Robert Weissman, co-president of Public Citizen, said in a statement that the executive order marks an "illegal" attempt to "shield corporations from accountability and centralize more power with Trump and his minions."
"This is a profoundly dangerous idea for the nation's health, safety, environment, and economy—and for our democracy," he added. "Congress made independent agencies independent of the White House for good reason."
Weissman noted that the independence of agencies such as the FTC and SEC is "designed to enable them to perform these duties without undue political pressure from giant corporations, the super-rich and the super-connected."
"Trump's EO would dissolve that independence and put the agencies under Trump's thumb, ensuring they turn a blind eye to wrongdoing by favored corporations and leave consumers and investors out to dry," Weissman continued. "Not incidentally, both the FTC and SEC have ongoing investigations or enforcement actions against companies owned by Elon Musk. Americans should understand exactly what this is: A giant gift to the corporate class and a Trumpian power grab."
The Washington Postreported that Trump's order sets the stage for "a potential Supreme Court fight that could give him significantly more power over those agencies' decisions, budgets, and leadership." Trump has already trampled decades of legal precedent by firing protected officials without cause, including the former chair of the National Labor Relations Board (NLRB).

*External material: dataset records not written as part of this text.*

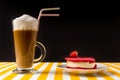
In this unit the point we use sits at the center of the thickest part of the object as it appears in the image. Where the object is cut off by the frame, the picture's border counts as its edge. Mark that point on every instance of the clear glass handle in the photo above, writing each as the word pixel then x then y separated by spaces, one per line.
pixel 43 52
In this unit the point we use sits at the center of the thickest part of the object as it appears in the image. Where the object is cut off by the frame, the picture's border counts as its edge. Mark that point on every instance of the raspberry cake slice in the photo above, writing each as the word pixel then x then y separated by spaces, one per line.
pixel 76 62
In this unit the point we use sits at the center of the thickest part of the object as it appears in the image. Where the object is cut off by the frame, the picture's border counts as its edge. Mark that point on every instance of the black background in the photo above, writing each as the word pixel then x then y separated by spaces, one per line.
pixel 91 28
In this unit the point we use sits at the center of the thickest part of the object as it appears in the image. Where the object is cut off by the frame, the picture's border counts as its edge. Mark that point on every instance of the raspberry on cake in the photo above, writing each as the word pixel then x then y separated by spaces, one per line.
pixel 76 62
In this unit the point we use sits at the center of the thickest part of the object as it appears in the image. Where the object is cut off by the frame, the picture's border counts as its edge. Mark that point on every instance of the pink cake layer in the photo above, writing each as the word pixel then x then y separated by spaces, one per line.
pixel 81 59
pixel 82 68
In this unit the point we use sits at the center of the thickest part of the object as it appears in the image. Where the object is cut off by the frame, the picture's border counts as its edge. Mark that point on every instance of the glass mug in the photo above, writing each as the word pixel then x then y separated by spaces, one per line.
pixel 25 29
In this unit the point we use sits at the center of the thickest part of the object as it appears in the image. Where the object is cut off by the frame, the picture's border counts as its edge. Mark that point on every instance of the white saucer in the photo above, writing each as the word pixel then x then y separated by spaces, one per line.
pixel 99 68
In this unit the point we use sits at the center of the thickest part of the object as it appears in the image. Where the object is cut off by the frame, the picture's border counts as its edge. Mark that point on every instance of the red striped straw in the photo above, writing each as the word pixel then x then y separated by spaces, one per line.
pixel 48 9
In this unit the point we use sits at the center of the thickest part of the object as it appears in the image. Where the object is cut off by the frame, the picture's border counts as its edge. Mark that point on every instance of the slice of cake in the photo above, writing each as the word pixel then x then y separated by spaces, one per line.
pixel 76 62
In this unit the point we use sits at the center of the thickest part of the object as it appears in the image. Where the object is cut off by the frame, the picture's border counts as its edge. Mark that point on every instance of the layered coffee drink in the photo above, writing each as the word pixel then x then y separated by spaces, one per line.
pixel 25 30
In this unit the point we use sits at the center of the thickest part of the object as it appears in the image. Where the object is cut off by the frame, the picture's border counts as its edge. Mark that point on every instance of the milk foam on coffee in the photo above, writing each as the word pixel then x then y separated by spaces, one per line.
pixel 25 22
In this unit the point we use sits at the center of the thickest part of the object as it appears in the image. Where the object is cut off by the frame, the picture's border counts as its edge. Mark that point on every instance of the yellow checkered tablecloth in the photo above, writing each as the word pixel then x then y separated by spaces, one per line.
pixel 50 71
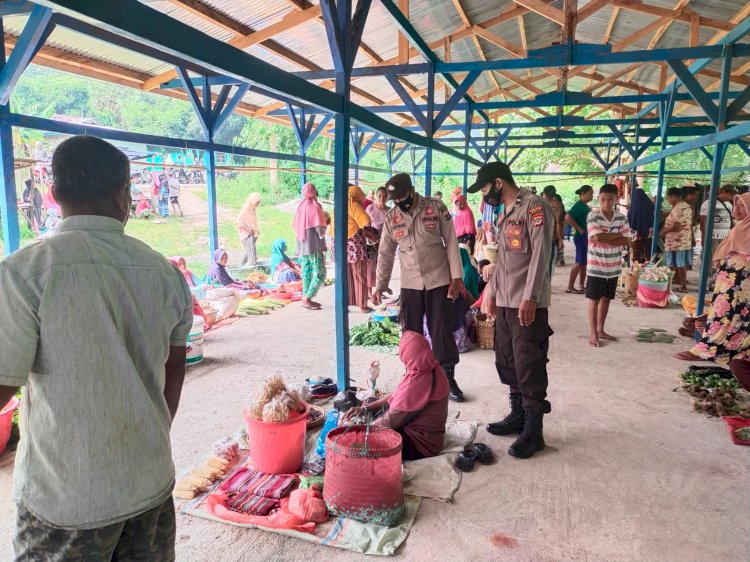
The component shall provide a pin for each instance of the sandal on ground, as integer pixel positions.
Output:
(466, 459)
(484, 453)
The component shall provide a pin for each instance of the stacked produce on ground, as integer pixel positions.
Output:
(654, 335)
(376, 334)
(256, 307)
(715, 393)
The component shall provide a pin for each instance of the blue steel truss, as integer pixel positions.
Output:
(204, 63)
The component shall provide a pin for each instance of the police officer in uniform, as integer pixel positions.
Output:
(518, 296)
(431, 269)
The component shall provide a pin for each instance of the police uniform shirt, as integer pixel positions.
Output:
(524, 247)
(429, 254)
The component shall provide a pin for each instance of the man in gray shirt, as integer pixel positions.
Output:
(93, 325)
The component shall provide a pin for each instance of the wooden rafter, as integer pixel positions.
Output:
(544, 10)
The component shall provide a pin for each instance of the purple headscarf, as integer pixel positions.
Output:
(217, 272)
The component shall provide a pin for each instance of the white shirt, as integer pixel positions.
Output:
(87, 318)
(722, 219)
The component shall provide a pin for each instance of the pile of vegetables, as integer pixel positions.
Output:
(653, 335)
(256, 307)
(372, 334)
(715, 395)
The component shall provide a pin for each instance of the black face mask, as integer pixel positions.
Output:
(406, 204)
(494, 197)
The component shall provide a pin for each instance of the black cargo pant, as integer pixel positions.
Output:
(521, 356)
(148, 537)
(438, 308)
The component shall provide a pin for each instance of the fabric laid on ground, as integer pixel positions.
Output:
(434, 478)
(437, 478)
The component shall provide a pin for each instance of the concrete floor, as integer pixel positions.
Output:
(630, 472)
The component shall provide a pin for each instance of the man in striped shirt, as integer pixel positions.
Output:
(608, 232)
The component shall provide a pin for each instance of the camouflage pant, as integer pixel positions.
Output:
(148, 536)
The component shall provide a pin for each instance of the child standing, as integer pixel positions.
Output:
(608, 232)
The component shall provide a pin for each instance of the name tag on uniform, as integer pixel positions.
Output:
(429, 220)
(514, 235)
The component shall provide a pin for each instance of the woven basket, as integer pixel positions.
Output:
(485, 332)
(363, 477)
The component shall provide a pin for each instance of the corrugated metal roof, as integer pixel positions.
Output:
(433, 19)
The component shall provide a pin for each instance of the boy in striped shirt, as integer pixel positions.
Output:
(608, 232)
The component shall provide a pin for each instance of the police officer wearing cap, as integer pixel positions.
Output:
(518, 296)
(431, 269)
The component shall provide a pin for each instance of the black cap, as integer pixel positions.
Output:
(489, 173)
(398, 186)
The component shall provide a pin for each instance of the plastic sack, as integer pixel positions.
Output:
(652, 298)
(308, 505)
(332, 422)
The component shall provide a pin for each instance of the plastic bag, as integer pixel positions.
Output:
(332, 421)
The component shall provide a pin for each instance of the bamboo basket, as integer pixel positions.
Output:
(485, 332)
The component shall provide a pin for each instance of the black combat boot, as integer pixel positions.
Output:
(531, 439)
(513, 422)
(455, 394)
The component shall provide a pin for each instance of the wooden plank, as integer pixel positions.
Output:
(290, 21)
(544, 10)
(515, 50)
(684, 17)
(212, 15)
(403, 40)
(591, 8)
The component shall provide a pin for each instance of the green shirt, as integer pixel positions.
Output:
(580, 212)
(87, 318)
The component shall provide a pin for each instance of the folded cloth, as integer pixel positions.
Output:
(245, 502)
(261, 484)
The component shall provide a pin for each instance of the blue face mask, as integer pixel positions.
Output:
(406, 204)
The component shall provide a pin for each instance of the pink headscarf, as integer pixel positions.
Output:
(309, 213)
(415, 390)
(464, 219)
(177, 260)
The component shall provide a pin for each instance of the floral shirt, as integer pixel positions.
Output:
(682, 238)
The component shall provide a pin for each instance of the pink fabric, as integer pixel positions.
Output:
(309, 213)
(464, 219)
(414, 391)
(177, 260)
(280, 519)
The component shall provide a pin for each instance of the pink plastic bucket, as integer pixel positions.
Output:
(6, 419)
(278, 447)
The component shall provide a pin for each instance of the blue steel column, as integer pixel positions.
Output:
(467, 135)
(719, 152)
(430, 124)
(213, 222)
(8, 201)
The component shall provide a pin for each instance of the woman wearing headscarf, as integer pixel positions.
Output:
(726, 339)
(641, 221)
(247, 227)
(418, 408)
(357, 221)
(190, 277)
(283, 269)
(217, 272)
(310, 226)
(463, 222)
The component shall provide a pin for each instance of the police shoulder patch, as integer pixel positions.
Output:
(537, 215)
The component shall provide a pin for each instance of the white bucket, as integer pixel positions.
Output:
(195, 342)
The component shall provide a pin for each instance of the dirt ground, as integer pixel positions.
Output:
(630, 472)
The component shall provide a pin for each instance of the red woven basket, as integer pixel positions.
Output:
(363, 477)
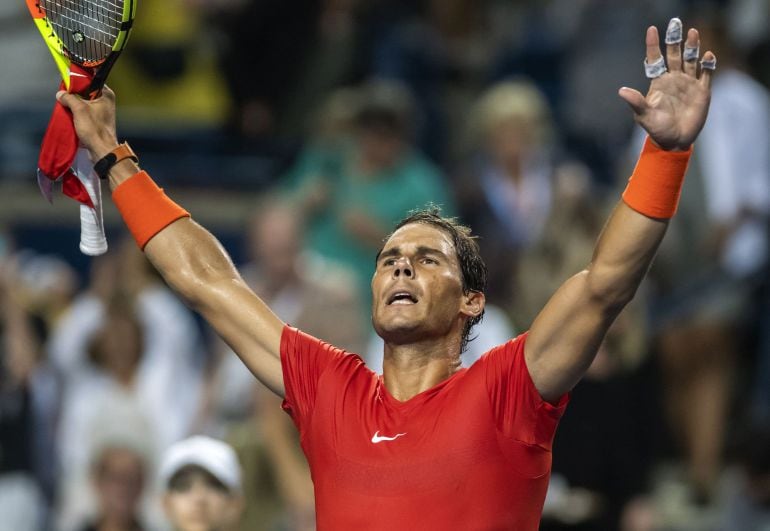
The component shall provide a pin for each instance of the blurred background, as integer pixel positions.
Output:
(298, 132)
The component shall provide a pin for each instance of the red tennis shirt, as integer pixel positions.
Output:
(471, 453)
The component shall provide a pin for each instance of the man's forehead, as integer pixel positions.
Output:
(421, 235)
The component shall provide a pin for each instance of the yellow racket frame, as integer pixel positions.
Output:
(56, 45)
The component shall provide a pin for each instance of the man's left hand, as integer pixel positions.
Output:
(674, 110)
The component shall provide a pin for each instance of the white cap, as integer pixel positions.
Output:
(212, 455)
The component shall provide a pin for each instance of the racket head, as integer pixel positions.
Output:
(89, 33)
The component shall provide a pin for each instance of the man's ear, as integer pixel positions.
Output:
(473, 304)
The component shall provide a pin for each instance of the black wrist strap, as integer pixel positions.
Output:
(103, 166)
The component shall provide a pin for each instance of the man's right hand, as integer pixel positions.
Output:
(94, 121)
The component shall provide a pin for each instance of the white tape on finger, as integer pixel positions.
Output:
(710, 64)
(92, 239)
(674, 31)
(655, 69)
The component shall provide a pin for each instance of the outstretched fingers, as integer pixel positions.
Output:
(674, 45)
(691, 53)
(707, 67)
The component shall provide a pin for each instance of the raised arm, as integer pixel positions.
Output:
(190, 259)
(566, 334)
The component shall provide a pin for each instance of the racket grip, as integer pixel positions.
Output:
(93, 242)
(92, 239)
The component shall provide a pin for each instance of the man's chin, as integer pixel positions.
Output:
(398, 333)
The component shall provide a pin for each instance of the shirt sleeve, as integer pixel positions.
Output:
(519, 410)
(303, 360)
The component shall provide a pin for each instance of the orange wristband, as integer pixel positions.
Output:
(656, 184)
(145, 208)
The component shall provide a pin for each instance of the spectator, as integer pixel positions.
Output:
(506, 193)
(302, 289)
(707, 269)
(201, 479)
(379, 172)
(23, 413)
(118, 476)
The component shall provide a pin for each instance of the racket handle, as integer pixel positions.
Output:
(92, 239)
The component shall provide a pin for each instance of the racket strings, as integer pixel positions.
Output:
(88, 28)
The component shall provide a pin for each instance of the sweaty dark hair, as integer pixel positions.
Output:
(472, 266)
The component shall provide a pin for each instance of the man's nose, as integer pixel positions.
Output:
(403, 267)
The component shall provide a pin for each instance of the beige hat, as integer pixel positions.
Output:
(212, 455)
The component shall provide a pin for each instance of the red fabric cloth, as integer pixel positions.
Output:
(60, 143)
(471, 453)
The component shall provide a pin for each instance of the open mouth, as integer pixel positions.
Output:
(402, 297)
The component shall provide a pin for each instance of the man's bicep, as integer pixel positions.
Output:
(197, 267)
(249, 327)
(564, 338)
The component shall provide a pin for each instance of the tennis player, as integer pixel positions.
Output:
(429, 445)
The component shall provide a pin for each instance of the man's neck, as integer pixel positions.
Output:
(410, 369)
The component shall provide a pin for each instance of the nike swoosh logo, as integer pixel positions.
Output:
(377, 438)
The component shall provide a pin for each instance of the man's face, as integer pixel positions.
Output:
(417, 286)
(118, 481)
(196, 501)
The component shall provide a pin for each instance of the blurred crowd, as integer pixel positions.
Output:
(501, 112)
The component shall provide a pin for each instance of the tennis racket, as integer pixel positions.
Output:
(91, 34)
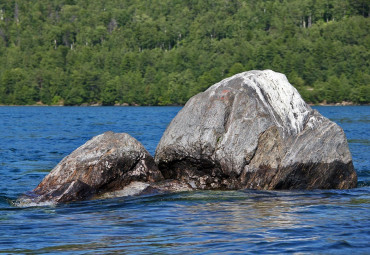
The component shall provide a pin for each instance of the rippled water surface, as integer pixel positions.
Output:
(34, 139)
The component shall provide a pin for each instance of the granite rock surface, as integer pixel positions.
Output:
(253, 130)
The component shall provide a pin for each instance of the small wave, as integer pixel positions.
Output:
(24, 202)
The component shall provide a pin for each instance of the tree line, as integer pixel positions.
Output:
(162, 52)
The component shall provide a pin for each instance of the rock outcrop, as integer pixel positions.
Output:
(106, 163)
(253, 130)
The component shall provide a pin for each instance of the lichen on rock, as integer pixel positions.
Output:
(253, 130)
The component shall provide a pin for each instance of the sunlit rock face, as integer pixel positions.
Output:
(253, 130)
(106, 163)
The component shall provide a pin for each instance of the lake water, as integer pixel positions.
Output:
(34, 139)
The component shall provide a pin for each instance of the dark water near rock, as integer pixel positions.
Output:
(34, 139)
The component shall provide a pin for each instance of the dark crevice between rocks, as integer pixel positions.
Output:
(198, 173)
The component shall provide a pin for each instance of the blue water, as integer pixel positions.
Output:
(34, 139)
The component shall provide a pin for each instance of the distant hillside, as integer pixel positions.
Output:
(161, 52)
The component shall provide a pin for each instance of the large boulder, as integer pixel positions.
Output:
(106, 163)
(253, 130)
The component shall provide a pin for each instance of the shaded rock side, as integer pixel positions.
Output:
(106, 163)
(253, 130)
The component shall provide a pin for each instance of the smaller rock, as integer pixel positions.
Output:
(108, 162)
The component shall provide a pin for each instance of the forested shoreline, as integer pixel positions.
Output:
(162, 52)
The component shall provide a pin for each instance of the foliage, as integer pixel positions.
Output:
(161, 52)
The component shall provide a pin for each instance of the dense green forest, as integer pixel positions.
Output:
(161, 52)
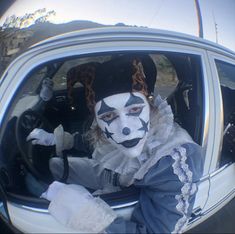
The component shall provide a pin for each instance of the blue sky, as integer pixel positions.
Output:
(176, 15)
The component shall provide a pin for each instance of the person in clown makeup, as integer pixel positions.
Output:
(136, 143)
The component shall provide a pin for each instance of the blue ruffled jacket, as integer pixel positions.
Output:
(167, 194)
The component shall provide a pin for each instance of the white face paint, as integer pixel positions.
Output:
(124, 120)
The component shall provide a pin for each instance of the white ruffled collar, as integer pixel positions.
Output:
(162, 128)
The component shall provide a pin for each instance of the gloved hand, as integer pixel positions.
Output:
(53, 190)
(46, 92)
(41, 137)
(75, 207)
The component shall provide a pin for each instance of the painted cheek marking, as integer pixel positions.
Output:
(144, 126)
(108, 134)
(134, 100)
(104, 108)
(109, 121)
(137, 113)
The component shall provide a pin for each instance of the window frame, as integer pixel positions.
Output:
(40, 54)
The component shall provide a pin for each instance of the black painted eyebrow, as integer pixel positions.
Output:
(104, 108)
(134, 100)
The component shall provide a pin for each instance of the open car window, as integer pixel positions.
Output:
(179, 81)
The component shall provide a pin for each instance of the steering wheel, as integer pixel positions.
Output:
(35, 157)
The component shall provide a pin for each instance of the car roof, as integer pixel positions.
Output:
(137, 33)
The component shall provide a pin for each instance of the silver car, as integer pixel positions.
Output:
(195, 76)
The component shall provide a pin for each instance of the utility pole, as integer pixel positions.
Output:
(199, 18)
(216, 28)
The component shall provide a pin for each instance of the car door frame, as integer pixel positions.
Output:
(113, 40)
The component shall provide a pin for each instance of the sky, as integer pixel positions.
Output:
(176, 15)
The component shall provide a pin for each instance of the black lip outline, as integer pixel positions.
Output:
(130, 143)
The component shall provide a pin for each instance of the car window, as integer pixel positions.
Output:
(179, 82)
(226, 73)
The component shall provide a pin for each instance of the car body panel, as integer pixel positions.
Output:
(97, 41)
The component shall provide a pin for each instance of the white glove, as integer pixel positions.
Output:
(53, 190)
(46, 92)
(41, 137)
(75, 207)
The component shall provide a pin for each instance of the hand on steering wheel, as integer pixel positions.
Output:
(41, 137)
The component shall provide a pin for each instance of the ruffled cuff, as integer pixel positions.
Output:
(79, 210)
(64, 140)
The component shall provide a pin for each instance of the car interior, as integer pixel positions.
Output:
(179, 81)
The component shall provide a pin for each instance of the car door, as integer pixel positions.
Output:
(25, 216)
(222, 168)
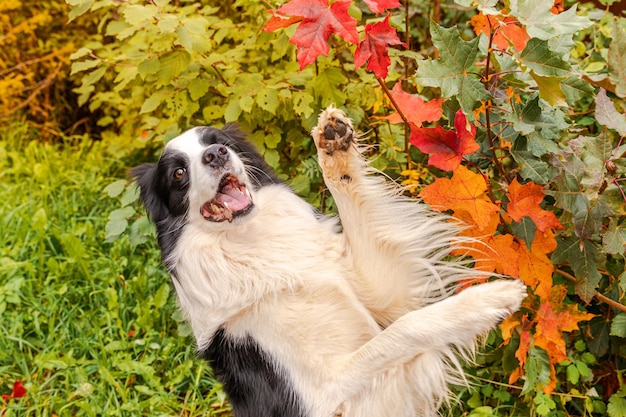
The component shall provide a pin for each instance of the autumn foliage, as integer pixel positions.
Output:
(504, 90)
(508, 115)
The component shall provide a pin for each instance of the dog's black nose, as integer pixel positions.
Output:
(215, 156)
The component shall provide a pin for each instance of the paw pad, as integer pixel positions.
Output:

"Courts have blocked or limited the reach of some of Trump's executive actions, but legal observers expect that the conservative-dominated Supreme Court may be open to broadening presidential power in at least some of the cases," the Post observed. "The justices are already considering a case regarding the scope of Trump's power over independent agencies, and Tuesday's executive order seems sure to prompt additional legal challenges."
Deborah Pearlstein, a constitutional scholar at Princeton University, told the newspaper that the White House is "deliberately teeing up a major question of constitutional law that will go to the Supreme Court for review."
The Supreme Court is currently controlled by a right-wing supermajority that includes three Trump-appointed justices.
Prior to Trump's order, the U.S. Justice Department—headed by Attorney General Pam Bondi—indicated that it would no longer defend the independence of the NLRB, FTC, and other agencies and would ask the Supreme Court to reverse precedent that has shielded independent agency leaders from termination without cause.
Reutersreported that "about two dozen companies, including Amazon and Elon Musk's SpaceX, have filed lawsuits since last year claiming the president should have the power to fire NLRB members at will."
"Several companies sued by the FTC have filed similar challenges against that agency," the outlet added. "They include Meta Platforms, Walmart, and Cigna's Express Scripts."